3. When did the mortgage originate?
If your mortgage originated on or before , congratulations, you are grandfathered into the prior tax treatment and may deduct interest on up to $1,000,000 ($500,000 if married filing separately) of mortgage principal provided that the loan was used to buy, build, or substantially improve a main or second home. For loans originating after , you may only deduct interest on a mortgage principal of up to $750,000 ($375,000 if married filing separately).
Note, however, that having one grandfathered loan does not pull new loans into the same status. For example, if you have $800,000 of outstanding mortgage principal on a loan that originated on or before , you cannot then take out a new mortgage for $200,000 today and deduct interest on the full $1,000,000 of principal debt-you would be limited to deducting only the interest on the $800,000 of grandfathered mortgage debt.

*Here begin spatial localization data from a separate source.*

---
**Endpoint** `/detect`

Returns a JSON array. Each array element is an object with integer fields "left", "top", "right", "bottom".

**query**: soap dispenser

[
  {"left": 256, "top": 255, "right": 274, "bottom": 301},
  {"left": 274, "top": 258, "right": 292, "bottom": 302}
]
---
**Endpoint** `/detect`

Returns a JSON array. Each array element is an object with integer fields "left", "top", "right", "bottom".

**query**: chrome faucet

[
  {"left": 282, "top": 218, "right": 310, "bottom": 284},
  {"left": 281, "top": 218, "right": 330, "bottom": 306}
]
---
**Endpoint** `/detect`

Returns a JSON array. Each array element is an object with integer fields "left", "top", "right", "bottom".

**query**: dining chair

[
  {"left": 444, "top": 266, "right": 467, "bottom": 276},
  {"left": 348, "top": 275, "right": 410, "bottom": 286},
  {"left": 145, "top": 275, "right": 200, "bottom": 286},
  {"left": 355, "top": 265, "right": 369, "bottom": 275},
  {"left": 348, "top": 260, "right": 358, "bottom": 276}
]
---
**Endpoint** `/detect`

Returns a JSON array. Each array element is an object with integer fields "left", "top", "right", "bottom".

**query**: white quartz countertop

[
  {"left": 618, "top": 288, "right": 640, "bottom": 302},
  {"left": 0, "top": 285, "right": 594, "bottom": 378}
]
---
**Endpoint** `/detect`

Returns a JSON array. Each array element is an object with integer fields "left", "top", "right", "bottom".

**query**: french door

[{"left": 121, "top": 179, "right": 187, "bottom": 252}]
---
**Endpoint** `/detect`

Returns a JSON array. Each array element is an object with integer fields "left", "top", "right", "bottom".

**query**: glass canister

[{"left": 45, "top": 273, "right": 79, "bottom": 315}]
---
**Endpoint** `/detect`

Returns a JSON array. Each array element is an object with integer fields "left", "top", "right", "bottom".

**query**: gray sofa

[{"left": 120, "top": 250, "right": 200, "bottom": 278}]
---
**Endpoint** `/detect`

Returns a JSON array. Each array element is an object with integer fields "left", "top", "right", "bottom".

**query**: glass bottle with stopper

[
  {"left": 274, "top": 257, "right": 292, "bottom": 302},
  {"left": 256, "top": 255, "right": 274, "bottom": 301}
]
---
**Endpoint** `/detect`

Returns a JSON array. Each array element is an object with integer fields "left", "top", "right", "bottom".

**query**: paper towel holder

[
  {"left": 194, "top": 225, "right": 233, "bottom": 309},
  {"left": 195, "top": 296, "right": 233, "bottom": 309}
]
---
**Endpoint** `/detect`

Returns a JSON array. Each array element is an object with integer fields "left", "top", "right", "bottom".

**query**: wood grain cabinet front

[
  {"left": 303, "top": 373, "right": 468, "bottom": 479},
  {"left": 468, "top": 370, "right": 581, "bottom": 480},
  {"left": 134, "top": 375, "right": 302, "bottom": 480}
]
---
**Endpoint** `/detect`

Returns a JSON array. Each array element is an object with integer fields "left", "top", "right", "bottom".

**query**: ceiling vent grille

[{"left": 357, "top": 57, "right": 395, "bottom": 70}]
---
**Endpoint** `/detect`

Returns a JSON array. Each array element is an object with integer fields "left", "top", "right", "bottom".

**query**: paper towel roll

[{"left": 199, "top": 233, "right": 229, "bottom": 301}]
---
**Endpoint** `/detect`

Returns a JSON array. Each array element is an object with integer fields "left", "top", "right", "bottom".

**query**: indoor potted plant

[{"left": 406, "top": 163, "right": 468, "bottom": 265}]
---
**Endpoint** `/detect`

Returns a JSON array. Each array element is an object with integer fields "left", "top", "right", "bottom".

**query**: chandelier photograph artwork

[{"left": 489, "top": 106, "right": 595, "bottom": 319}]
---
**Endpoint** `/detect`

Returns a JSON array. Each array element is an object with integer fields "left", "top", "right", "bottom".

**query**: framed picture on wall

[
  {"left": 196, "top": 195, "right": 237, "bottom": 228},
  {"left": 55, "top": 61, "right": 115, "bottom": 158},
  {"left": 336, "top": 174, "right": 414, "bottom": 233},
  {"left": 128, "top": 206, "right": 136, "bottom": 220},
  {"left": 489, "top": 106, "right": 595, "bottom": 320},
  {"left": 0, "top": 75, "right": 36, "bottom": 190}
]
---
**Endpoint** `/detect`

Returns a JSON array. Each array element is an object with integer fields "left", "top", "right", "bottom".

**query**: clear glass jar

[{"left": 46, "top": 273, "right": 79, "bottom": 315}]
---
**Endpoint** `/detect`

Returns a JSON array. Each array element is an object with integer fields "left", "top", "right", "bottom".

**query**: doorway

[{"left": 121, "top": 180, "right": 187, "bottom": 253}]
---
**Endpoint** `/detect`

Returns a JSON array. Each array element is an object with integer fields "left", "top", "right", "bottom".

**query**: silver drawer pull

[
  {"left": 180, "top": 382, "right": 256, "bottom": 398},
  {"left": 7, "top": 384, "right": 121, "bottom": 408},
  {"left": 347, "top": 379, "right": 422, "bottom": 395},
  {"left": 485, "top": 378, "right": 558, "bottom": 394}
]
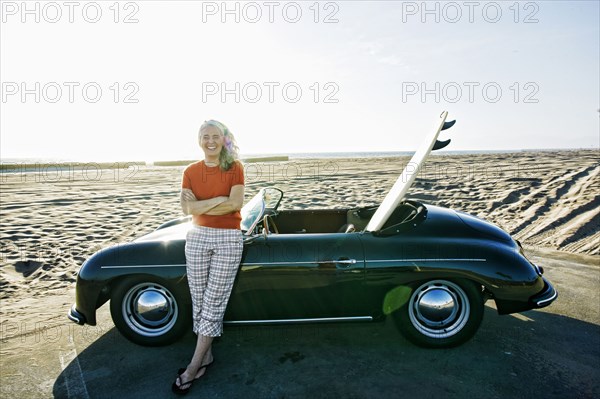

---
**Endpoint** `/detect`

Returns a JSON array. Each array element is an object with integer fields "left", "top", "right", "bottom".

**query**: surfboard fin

[
  {"left": 433, "top": 119, "right": 455, "bottom": 151},
  {"left": 442, "top": 120, "right": 456, "bottom": 130},
  {"left": 432, "top": 139, "right": 451, "bottom": 151}
]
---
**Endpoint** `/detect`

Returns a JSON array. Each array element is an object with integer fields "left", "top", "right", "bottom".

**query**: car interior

[{"left": 258, "top": 201, "right": 426, "bottom": 235}]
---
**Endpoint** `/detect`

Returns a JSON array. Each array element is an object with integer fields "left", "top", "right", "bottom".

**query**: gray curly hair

[{"left": 199, "top": 120, "right": 240, "bottom": 171}]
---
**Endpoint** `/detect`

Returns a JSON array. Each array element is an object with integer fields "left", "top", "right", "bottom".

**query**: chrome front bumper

[
  {"left": 67, "top": 304, "right": 87, "bottom": 325},
  {"left": 531, "top": 277, "right": 558, "bottom": 308}
]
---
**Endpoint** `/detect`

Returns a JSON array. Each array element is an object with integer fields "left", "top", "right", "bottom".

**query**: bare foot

[{"left": 183, "top": 355, "right": 214, "bottom": 381}]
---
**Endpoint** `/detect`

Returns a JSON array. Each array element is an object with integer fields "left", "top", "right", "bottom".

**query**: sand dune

[{"left": 0, "top": 150, "right": 597, "bottom": 314}]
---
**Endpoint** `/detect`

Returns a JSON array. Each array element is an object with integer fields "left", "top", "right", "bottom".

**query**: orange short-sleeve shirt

[{"left": 182, "top": 160, "right": 245, "bottom": 229}]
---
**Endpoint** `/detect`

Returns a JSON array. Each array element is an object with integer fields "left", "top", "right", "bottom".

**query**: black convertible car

[{"left": 68, "top": 113, "right": 557, "bottom": 348}]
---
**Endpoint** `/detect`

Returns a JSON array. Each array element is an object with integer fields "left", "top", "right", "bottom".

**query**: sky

[{"left": 1, "top": 1, "right": 598, "bottom": 162}]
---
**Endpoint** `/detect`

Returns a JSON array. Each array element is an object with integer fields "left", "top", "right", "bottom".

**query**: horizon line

[{"left": 1, "top": 147, "right": 598, "bottom": 167}]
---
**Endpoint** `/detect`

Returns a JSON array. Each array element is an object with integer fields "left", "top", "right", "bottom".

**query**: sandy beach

[{"left": 0, "top": 150, "right": 598, "bottom": 397}]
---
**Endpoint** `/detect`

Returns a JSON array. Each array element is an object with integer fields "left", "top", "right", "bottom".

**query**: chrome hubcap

[
  {"left": 122, "top": 282, "right": 178, "bottom": 337},
  {"left": 408, "top": 280, "right": 470, "bottom": 339}
]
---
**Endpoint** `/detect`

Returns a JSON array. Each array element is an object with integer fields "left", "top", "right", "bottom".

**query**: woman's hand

[
  {"left": 180, "top": 189, "right": 229, "bottom": 215},
  {"left": 204, "top": 185, "right": 244, "bottom": 215}
]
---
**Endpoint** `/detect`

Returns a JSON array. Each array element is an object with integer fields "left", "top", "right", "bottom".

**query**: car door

[{"left": 224, "top": 232, "right": 366, "bottom": 321}]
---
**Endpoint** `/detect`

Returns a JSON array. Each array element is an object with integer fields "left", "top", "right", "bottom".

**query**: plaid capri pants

[{"left": 185, "top": 226, "right": 243, "bottom": 337}]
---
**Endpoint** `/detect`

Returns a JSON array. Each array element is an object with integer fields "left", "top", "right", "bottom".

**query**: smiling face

[{"left": 199, "top": 125, "right": 224, "bottom": 161}]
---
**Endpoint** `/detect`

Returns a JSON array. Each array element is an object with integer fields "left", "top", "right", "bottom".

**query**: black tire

[
  {"left": 110, "top": 276, "right": 191, "bottom": 346},
  {"left": 393, "top": 279, "right": 484, "bottom": 348}
]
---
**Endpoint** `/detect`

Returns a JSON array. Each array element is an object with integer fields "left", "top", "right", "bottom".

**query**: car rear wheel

[
  {"left": 110, "top": 276, "right": 190, "bottom": 346},
  {"left": 394, "top": 279, "right": 484, "bottom": 348}
]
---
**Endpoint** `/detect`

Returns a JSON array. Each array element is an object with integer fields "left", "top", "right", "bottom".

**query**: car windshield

[{"left": 240, "top": 189, "right": 265, "bottom": 233}]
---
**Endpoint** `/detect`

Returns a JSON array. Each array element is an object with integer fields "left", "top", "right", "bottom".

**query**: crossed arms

[{"left": 180, "top": 185, "right": 244, "bottom": 216}]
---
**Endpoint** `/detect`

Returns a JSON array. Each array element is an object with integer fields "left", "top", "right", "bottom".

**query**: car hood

[
  {"left": 134, "top": 222, "right": 191, "bottom": 243},
  {"left": 413, "top": 204, "right": 513, "bottom": 244},
  {"left": 454, "top": 210, "right": 513, "bottom": 243}
]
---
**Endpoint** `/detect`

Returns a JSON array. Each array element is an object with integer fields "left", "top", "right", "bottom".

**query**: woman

[{"left": 172, "top": 120, "right": 245, "bottom": 395}]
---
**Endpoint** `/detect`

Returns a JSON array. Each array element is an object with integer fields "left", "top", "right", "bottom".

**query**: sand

[{"left": 0, "top": 149, "right": 598, "bottom": 326}]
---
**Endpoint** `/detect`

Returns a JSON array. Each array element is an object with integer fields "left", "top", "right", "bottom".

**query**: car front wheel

[
  {"left": 110, "top": 276, "right": 190, "bottom": 346},
  {"left": 394, "top": 279, "right": 484, "bottom": 348}
]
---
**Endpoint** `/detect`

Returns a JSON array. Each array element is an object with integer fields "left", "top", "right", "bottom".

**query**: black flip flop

[
  {"left": 176, "top": 360, "right": 215, "bottom": 382},
  {"left": 171, "top": 373, "right": 194, "bottom": 396}
]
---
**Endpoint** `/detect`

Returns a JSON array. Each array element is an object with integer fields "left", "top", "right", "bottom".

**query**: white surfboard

[{"left": 365, "top": 111, "right": 450, "bottom": 232}]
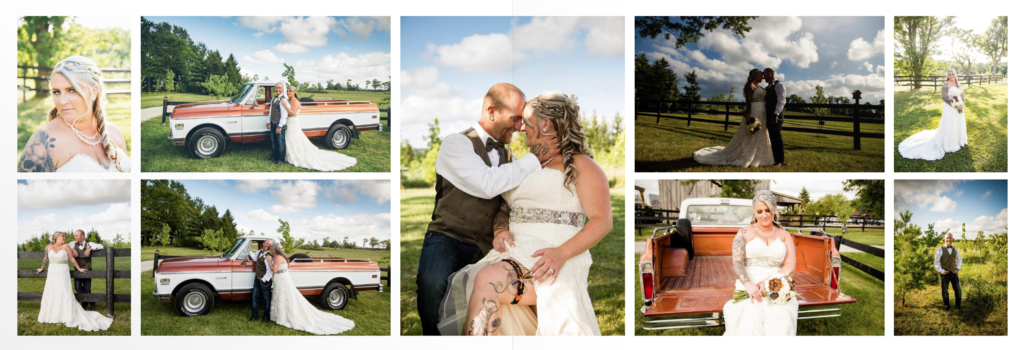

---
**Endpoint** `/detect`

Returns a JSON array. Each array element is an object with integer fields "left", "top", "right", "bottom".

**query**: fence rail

[
  {"left": 894, "top": 74, "right": 1004, "bottom": 91},
  {"left": 636, "top": 91, "right": 883, "bottom": 150},
  {"left": 18, "top": 65, "right": 132, "bottom": 102},
  {"left": 17, "top": 248, "right": 132, "bottom": 316}
]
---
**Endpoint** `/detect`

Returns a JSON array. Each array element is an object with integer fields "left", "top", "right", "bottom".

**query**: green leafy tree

The good news is that interest on mortgages for a second home and home equity loans is generally still deductible. Although exactly how much of that interest is deductible will depend on what the loans were used for, how much principal remains outstanding, and when the loans originated, as long as you provide that information to your tax professional, they will be able to ensure that you receive the maximum mortgage interest deduction possible.
Whether you have a specific question, or you’re interested in learning more about how our approach can be tailored to your situation, we’d love to hear installment loans Louisiana from you.